Nach dem 24. Februar 2022, dem Tag der Invasion russischer Truppen in die Ukraine, war alles anders. „Plötzlich war mein Kabarett Stoff für Tragödien.“ Ein Programm mit dem Untertitel „russisch-jüdisches Musikkabarett“ wollte nun niemand mehr sehen. „Als der Krieg begann, stand ich mit der Musikkabarett-Band Russian Gentlemen Club mit dem Schauspieler Cornelius Obonya auf der Bühne. Als humoristisches Thema war ursprünglich die Frage ,Russland ohne Wodka’ geplant. Wir mussten dann über Nacht alles neu denken und sind, bevor der erste Ton gespielt wurde, vor das Publikum getreten und haben eine Erklärung zum Krieg abgegeben. Ich lebe seit 35 Jahren in Österreich, ich hätte mich nicht distanzieren müssen, aber meine Überzeugung ist: Kunst ist nie apolitisch. Ich hatte das Gefühl, ich musste etwas dazu sagen. “
Nur ein Geigenkoffer
Aliosha Biz, 1970 in Moskau geboren, stammt aus einer Moskauer Künstlerfamilie mit Wiener Wurzeln. (Die Großmutter musste als Jüdin 1938 vor den Nazis flüchten.) Er hat außerdem, wie viele im europäischen Teil der UdSSR geborene Juden, Wurzeln in der Ukraine. Biz studierte in Moskau Violine am Tschaikovskij-Konservatorium und kam 1989 nach Wien – mit nichts als seinem Geigenkoffer. „Wie jeder kleine Russe wollte ich eigentlich nach Amerika.“ Es kam anders. Der 19-Jährige fand seinen Weg nicht nur auf die Hochschule für Musik und darstellende Kunst, sondern auch auf die Kärntner Straße, wo er sich als Straßenmusiker verdingte, sofort entdeckt wurde und einen Plattenvertrag bekam. „Wer so ein Glück hat, wäre bescheuert, hier wegzugehen.“
Weltmusik Klassisch ausgebildet in seiner Heimatstadt Moskau, kam der 19-jährige Aliosha Biz 1989 nach Wien, wo er auf der Hochschule für Musik und darstellende Kunst studierte und bei einem Konzert in der Kärntner Straße entdeckt wurde. Seither arbeitete er u. a. mit Musikern wie Krzysztof Dobrek (Dobrek Bistro), Alegre Corrêa und Roland Neuwirth
Musikkabarett Als „Fiddler ohne Ruf“ unterhält Biz sein Publikum mit skurrilen Geschichten und erklärt unter anderem, wie man als Osteuropäer Tiroler Dialekt sprechen lernt.
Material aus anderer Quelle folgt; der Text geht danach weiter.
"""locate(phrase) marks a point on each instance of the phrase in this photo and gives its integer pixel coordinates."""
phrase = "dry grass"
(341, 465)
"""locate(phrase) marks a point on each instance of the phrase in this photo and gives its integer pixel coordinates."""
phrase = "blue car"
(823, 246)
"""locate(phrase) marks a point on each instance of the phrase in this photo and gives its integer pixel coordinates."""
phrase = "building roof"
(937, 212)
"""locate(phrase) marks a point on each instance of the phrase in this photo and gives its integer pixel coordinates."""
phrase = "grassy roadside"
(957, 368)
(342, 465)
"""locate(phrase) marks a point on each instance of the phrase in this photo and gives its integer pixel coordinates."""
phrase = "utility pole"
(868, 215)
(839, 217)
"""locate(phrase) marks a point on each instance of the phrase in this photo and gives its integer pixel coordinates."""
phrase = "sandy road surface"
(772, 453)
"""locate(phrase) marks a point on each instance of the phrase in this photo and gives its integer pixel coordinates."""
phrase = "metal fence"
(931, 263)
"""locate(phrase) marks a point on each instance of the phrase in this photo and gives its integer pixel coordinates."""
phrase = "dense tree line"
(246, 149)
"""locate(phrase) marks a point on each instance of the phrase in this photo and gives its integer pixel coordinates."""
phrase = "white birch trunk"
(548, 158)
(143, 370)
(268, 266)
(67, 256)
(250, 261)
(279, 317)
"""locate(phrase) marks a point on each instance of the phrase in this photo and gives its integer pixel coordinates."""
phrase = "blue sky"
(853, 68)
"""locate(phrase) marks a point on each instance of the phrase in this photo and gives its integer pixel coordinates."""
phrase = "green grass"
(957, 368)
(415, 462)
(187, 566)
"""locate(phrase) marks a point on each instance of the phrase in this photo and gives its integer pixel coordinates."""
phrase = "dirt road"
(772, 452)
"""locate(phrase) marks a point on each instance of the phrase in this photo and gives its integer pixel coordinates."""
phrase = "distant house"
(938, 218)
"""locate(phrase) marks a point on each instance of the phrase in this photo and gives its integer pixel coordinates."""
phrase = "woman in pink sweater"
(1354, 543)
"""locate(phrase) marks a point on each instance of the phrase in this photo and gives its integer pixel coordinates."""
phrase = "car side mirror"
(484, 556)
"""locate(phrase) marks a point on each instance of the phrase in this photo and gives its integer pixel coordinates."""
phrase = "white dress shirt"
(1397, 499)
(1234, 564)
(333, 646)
Geige spielt er dazu auch noch
Termine Die nächsten Kabarett-Auftritte: 25. Jänner, 2. März und 30. April im Kabarett Niedermair in Wien. Am 1. März in der Tischlerei Melk, NÖ, und am 13. April im Stadttheater Grein, OÖ
Das Leben gerettet
Wien wurde zur Heimat. Klezmer und das, was man „Weltmusik“ nennt, gehörten bald zum Repertoire. Außerdem jede Menge Blödelei – die ihn immer schon gerettet hat. „Ich war schon in der Schule der Kleinste, der einzige Jude und trug außerdem eine Brille. Um nicht verprügelt zu werden, musste ich Komiker werden. Das ist aufgegangen. Nicht nur, dass ich nicht verprügelt wurde. Als Klassenkasperl hab ich bald auch die weiblichen Blicke auf mich gezogen.“
Der Schmähtandler
Nicht zuletzt deshalb ist er Kasperl geblieben. Einer, der Spaß auf der Bühne hat und macht. „Zuerst war ich ein langweiliger Geigenstudent – im Klassikbereich ist der Spaß enden wollend. Als ich dann bei einer Rembetiko-Band eingestiegen bin, hab ich erlebt, dass man zwischen den Liedern auch Blödsinn ins Mikrofon reden durfte. Da hab ich mit den Schmähs auf der Bühne angefangen.“
Damals traf der angehende Schmähtandler die Schauspielerin Sandra Kreisler, die ihn mit der Musik ihres Vaters Georg Kreisler und dessen legendären, ätzenden Wienerliedern wie „Taubenvergiften“ bekannt machte. „Ich dachte: Wahnsinn, was in dieser Sprache, die ich gerade erst erlernte, alles möglich ist! Das war ein Wendepunkt für mich.“ Es folgten Lehrjahre in der „Brutstätte des musikalisch-künstlerischen Wahnsinns“, der Broadway-Bar am Bauernmarkt. „Verrückt, was dort alles an künstlerischen Ideen entstand.“ Jahrzehnte voll kreativem Multitasking aus Weltmusik und Theater führten schließlich zum Musikkabarett. Das durch die Weltpolitik ins Stocken kam.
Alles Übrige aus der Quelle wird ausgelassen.